St Bride’s Managers annual seminar was as illuminating and unmissable as ever. It provided a much needed overview of an uncertain UK real estate market and even more unpredictable geopolitical and economic landscape that investors now have to navigate.
The initial snapshot of the real estate market was not immediately encouraging. UK investment volumes in Q1 2019 were the lowest since Q3 2016. There were only 19 deals in Q1 in excess of £100m in value. Office investors found the first quarter of Q1 2019 particularly challenging with investment in that sector having slumped by 60% to a 10 year low.

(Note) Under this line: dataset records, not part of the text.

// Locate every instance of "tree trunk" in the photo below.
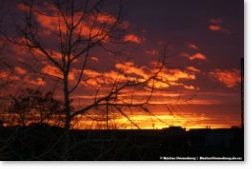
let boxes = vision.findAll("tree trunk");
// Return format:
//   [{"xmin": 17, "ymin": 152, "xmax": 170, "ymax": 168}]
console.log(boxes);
[{"xmin": 63, "ymin": 73, "xmax": 71, "ymax": 160}]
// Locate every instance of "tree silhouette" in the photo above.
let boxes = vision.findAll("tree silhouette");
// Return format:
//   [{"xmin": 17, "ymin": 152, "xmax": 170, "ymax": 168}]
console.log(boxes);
[{"xmin": 1, "ymin": 0, "xmax": 167, "ymax": 158}]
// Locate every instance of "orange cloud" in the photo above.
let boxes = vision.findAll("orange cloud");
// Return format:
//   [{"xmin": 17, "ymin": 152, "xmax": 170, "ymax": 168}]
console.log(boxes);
[
  {"xmin": 15, "ymin": 67, "xmax": 27, "ymax": 75},
  {"xmin": 145, "ymin": 49, "xmax": 159, "ymax": 56},
  {"xmin": 187, "ymin": 43, "xmax": 199, "ymax": 50},
  {"xmin": 27, "ymin": 77, "xmax": 46, "ymax": 86},
  {"xmin": 189, "ymin": 53, "xmax": 207, "ymax": 60},
  {"xmin": 209, "ymin": 69, "xmax": 241, "ymax": 88},
  {"xmin": 90, "ymin": 56, "xmax": 99, "ymax": 62},
  {"xmin": 186, "ymin": 66, "xmax": 201, "ymax": 73},
  {"xmin": 124, "ymin": 34, "xmax": 142, "ymax": 44},
  {"xmin": 208, "ymin": 19, "xmax": 230, "ymax": 33},
  {"xmin": 96, "ymin": 13, "xmax": 116, "ymax": 24}
]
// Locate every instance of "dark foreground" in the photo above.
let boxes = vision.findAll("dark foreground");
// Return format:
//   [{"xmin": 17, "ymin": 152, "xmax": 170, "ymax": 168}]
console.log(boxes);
[{"xmin": 0, "ymin": 125, "xmax": 244, "ymax": 161}]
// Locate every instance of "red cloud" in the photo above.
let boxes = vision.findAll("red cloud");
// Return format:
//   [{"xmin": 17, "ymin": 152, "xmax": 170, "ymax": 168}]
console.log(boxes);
[
  {"xmin": 96, "ymin": 13, "xmax": 116, "ymax": 24},
  {"xmin": 186, "ymin": 66, "xmax": 201, "ymax": 73},
  {"xmin": 189, "ymin": 53, "xmax": 207, "ymax": 60},
  {"xmin": 208, "ymin": 19, "xmax": 230, "ymax": 33},
  {"xmin": 209, "ymin": 69, "xmax": 241, "ymax": 88},
  {"xmin": 15, "ymin": 67, "xmax": 27, "ymax": 75},
  {"xmin": 124, "ymin": 34, "xmax": 142, "ymax": 44},
  {"xmin": 187, "ymin": 43, "xmax": 199, "ymax": 50},
  {"xmin": 145, "ymin": 49, "xmax": 158, "ymax": 56}
]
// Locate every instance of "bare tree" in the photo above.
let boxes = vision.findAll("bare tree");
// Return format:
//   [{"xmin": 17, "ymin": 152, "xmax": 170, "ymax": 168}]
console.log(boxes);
[{"xmin": 1, "ymin": 0, "xmax": 171, "ymax": 158}]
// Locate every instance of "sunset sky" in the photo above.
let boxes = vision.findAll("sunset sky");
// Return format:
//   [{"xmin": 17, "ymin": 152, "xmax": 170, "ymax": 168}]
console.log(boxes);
[{"xmin": 0, "ymin": 0, "xmax": 244, "ymax": 129}]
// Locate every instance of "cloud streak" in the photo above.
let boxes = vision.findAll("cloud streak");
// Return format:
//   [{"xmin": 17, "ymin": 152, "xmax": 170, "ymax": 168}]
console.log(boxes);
[{"xmin": 209, "ymin": 69, "xmax": 241, "ymax": 88}]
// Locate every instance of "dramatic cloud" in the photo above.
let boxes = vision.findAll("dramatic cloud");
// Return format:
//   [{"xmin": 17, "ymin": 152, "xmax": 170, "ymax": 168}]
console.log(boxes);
[
  {"xmin": 41, "ymin": 65, "xmax": 75, "ymax": 81},
  {"xmin": 189, "ymin": 53, "xmax": 207, "ymax": 60},
  {"xmin": 186, "ymin": 66, "xmax": 201, "ymax": 73},
  {"xmin": 124, "ymin": 34, "xmax": 142, "ymax": 44},
  {"xmin": 180, "ymin": 52, "xmax": 207, "ymax": 61},
  {"xmin": 208, "ymin": 19, "xmax": 230, "ymax": 33},
  {"xmin": 15, "ymin": 67, "xmax": 27, "ymax": 75},
  {"xmin": 209, "ymin": 69, "xmax": 241, "ymax": 88},
  {"xmin": 187, "ymin": 43, "xmax": 199, "ymax": 50},
  {"xmin": 145, "ymin": 49, "xmax": 159, "ymax": 56}
]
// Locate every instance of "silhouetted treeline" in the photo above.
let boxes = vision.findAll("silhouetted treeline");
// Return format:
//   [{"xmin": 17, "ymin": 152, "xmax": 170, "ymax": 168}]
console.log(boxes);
[{"xmin": 0, "ymin": 124, "xmax": 244, "ymax": 161}]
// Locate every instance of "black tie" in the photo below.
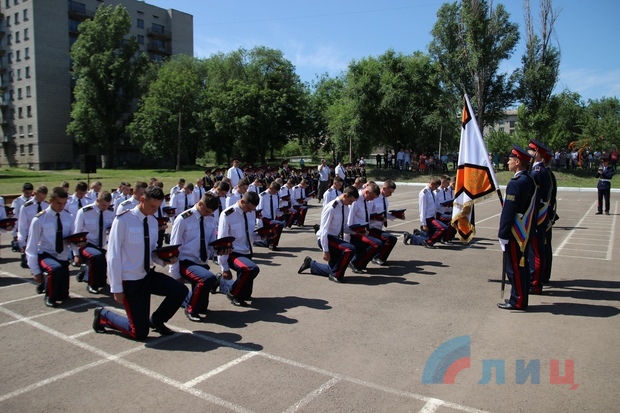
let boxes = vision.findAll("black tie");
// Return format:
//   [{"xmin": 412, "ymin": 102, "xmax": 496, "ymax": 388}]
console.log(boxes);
[
  {"xmin": 99, "ymin": 211, "xmax": 103, "ymax": 248},
  {"xmin": 56, "ymin": 212, "xmax": 64, "ymax": 254},
  {"xmin": 142, "ymin": 217, "xmax": 151, "ymax": 274},
  {"xmin": 383, "ymin": 197, "xmax": 387, "ymax": 228},
  {"xmin": 200, "ymin": 216, "xmax": 209, "ymax": 262},
  {"xmin": 243, "ymin": 212, "xmax": 252, "ymax": 255}
]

The largest shopping centre transaction in Q1 2019 was the Nicholson Shopping Centre in Maidenhead, which sold at a comparatively modest price tag of just £25 million.

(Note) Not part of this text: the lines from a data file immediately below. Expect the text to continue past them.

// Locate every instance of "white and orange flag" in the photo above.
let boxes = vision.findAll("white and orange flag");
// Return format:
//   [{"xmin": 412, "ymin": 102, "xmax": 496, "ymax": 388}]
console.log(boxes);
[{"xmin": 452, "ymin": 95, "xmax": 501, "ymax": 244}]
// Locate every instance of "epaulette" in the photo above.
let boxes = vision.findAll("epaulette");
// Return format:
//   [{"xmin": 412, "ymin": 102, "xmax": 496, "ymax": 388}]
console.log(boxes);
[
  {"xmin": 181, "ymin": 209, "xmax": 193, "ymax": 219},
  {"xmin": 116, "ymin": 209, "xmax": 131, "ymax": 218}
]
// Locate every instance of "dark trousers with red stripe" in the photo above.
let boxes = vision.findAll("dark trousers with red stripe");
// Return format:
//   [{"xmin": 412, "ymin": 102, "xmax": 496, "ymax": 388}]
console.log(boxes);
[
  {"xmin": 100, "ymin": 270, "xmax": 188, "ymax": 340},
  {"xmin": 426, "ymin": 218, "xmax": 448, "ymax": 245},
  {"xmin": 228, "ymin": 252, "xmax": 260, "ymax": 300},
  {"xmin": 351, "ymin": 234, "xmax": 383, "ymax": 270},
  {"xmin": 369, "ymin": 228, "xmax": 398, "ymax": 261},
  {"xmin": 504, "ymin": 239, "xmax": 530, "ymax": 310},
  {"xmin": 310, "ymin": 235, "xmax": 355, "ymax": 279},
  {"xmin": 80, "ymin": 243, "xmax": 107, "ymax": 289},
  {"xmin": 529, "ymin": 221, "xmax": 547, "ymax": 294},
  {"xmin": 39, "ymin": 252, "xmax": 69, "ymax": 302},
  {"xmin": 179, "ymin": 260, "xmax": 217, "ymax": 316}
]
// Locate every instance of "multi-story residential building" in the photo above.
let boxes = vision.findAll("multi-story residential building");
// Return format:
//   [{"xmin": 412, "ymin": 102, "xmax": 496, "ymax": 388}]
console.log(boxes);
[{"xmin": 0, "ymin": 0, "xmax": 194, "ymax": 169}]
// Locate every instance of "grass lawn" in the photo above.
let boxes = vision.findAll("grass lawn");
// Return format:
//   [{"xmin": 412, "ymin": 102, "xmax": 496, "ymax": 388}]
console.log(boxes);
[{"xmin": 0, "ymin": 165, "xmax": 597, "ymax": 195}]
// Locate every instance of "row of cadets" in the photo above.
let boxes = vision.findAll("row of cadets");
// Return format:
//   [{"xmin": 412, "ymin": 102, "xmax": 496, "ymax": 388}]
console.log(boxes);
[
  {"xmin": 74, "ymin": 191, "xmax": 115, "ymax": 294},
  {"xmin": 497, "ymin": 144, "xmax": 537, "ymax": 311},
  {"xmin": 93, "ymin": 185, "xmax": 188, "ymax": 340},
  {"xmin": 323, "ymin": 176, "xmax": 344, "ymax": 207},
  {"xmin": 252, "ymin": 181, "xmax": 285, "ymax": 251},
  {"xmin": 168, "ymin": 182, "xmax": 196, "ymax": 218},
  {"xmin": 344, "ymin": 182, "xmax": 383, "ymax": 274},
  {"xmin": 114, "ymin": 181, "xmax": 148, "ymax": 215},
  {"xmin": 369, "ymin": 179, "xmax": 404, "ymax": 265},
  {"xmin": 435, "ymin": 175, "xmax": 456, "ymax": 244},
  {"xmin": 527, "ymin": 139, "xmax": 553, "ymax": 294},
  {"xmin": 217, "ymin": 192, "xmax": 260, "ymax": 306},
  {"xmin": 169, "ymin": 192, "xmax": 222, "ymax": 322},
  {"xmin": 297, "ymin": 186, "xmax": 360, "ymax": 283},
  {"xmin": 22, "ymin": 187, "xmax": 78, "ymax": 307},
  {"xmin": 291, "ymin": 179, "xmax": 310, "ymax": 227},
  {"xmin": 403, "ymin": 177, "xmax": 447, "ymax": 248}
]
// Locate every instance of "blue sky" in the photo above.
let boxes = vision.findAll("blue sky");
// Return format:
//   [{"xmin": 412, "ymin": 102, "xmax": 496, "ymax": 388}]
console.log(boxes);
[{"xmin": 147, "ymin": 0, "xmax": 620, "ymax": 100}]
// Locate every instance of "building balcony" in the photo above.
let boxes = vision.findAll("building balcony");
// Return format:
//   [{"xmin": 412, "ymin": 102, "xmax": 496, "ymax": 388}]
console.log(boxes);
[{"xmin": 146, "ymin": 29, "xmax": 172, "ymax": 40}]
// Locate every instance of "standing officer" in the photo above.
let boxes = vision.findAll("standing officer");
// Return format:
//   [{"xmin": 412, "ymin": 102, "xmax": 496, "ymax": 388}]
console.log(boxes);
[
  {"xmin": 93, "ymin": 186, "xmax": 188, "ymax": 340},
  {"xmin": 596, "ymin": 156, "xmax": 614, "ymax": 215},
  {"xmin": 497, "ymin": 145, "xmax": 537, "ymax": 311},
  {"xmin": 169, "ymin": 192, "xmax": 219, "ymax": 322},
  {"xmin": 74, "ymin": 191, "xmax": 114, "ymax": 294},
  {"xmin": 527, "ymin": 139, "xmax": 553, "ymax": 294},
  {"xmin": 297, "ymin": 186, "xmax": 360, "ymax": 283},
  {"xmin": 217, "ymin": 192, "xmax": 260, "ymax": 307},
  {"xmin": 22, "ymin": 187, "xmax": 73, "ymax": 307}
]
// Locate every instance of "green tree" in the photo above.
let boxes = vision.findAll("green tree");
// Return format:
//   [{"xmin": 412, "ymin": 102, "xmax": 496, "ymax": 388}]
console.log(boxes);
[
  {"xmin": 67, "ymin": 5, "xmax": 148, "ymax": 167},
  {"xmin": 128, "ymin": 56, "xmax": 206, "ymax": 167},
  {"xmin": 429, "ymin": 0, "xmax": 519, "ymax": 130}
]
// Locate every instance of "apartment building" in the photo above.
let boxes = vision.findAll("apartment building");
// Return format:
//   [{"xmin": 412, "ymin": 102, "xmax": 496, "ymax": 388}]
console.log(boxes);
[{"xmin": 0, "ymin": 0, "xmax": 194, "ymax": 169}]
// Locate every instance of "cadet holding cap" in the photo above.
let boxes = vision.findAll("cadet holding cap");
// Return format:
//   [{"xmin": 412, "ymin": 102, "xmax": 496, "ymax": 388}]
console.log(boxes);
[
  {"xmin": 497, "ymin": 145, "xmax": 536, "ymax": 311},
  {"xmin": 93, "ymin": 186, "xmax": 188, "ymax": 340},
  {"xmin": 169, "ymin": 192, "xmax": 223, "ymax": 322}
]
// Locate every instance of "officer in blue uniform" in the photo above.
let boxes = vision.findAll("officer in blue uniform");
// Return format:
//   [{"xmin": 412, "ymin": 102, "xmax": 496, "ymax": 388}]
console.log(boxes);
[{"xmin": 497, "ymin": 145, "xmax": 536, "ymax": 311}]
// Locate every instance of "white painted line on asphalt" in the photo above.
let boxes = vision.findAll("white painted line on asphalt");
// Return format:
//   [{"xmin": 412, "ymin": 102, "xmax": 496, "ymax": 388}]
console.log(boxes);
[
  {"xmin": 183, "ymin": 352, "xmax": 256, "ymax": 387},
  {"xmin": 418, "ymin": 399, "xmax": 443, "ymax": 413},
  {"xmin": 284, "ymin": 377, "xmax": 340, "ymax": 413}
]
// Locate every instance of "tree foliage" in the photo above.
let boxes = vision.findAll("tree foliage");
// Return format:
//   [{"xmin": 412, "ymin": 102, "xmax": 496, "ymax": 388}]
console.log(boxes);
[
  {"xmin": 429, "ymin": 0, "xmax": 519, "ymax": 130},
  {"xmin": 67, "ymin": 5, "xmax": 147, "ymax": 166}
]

Looking at the regions, only investment volumes in Yorkshire and the East of the country exceeded their five year averages. If you exclude regional offices, where yields have hardened from 5% (September 2018) to 4.75% (June 2019), only the alternative sectors have seen increases in capital value, with yields for student accommodation and care homes coming in from 4.5% to 3.5% and from 4% to 3.75% respectively over the same period.
However, all is not lost. Robert Houston of St Bride’s retains a sense of optimism with his predictions for 2019. While he acknowledges that the woes of the High Street are far from over, he predicts that industrial assets will continue to deliver outperformance, institutional investors will continue to ramp up investment in BTR and he believes there will be modest rental growth for regional offices. Houston highlighted that the London office sector continues to defy negative expectations, no doubt linked in part to the city’s consistent position at the top of the St. Bride’s World City Index. On the wider economic front St. Bride’s expect GDP will remain above 1.2% and interest rates will stay low at 0.75%.
No one can deny that further uncertainty over the forthcoming months will continue to be challenging for the UK market however it seems reasonable to surmise that while there are potential threats to the real estate sector there are also clear opportunities. The overall macro-economic picture in the UK remains (perhaps surprisingly) robust and lenders continue to commit significant funds to the real estate debt market unabated. Houston was confident enough to restate his All Property Total Returns prediction of 3.75% for the year, somewhat ahead of the contrastingly pessimistic 1.8% on offer in the IPF Consensus Forecast. The second half of 2019 could well leave investors pleasantly surprised.